Some investors may look at today’s energy markets and see return opportunities in raw commodity prices and as a mean to hedge inflation. However, this overlooks the longer term theme of income generation from assets that are not sensitive to the economic cycle.
Transport and shipping has been one of the reasons that inflation rose last year as ports and shipping were disrupted. The current round of COVID-19-related restrictions in China has the potential to stall the slow improvement in the supply chain, adding to nearer term inflationary pressures. While such pressures would be a negative for consumers, they are likely to be less so for the owners of those shipping assets and the underlying investors given the contracted nature of cash flows. Activity has started the year strongly and port calls globally are higher than in the pandemic-impacted years of 2020 and 2021 and even above the same period in 2019.
Investment implications
Correlations between equities and bonds have spiked in times of stress this year, demonstrating the need for investors to think broader when it comes to increasing diversification in portfolios and seeking out uncorrelated sources of income.
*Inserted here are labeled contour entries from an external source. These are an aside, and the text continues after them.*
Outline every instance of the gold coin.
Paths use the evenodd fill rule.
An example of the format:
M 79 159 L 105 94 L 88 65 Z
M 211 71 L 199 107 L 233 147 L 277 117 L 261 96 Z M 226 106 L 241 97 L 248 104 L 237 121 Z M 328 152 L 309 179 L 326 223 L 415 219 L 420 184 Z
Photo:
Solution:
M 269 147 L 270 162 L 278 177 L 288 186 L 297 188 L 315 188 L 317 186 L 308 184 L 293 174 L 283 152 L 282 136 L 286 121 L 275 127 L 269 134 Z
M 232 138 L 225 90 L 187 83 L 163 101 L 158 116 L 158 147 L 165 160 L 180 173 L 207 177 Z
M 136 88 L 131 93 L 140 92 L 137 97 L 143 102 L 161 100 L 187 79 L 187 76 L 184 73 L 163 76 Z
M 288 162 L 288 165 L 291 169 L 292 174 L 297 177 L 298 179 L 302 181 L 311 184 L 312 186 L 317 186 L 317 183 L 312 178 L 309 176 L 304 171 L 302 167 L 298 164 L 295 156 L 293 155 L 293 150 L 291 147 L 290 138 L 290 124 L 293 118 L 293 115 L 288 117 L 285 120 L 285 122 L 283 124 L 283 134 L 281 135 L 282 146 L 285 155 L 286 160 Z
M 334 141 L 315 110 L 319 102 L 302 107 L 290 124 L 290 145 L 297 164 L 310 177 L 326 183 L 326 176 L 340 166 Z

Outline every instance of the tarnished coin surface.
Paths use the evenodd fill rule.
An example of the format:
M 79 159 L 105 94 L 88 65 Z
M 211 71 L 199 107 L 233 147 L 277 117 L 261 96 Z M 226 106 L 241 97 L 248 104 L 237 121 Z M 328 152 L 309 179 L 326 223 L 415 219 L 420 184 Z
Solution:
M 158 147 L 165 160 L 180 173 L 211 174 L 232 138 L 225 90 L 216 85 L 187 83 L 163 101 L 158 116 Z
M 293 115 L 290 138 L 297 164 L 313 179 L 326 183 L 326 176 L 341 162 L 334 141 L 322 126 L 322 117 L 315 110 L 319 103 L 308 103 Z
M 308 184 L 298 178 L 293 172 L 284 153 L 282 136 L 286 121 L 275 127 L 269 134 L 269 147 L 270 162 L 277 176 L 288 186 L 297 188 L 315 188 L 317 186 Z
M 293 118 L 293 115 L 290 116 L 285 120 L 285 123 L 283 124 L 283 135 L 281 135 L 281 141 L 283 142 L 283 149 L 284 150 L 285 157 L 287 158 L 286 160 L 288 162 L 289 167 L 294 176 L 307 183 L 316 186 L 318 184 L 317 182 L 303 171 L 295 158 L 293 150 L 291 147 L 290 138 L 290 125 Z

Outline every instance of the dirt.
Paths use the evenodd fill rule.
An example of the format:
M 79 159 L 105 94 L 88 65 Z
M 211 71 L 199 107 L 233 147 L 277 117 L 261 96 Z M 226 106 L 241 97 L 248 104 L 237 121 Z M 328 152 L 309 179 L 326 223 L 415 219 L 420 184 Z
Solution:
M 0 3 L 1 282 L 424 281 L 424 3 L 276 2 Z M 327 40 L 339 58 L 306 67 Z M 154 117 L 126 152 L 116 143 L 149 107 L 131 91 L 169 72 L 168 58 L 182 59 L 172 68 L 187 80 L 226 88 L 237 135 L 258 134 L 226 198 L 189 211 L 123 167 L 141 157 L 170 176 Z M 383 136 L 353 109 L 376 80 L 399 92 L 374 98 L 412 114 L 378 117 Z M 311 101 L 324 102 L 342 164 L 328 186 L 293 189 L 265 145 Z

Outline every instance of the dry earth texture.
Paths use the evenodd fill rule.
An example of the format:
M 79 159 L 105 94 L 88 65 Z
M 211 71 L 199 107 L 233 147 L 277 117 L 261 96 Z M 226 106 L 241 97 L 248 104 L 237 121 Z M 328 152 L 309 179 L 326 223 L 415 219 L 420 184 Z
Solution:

Alternatives and core real assets such as real estate, infrastructure and transport can help in this regard. These assets deliver higher and more consistent levels of income which are not correlated to equity markets.
These assets have an additional benefit of offering cash flows that move with inflation rather than being eroded by it.
The trade-offs being made increase from simple risk and return to those concerning liquidity. This adds an additional consideration about how investors can effectively use not only their risk budget in delivering on investment objectives, but their liquidity budget as well.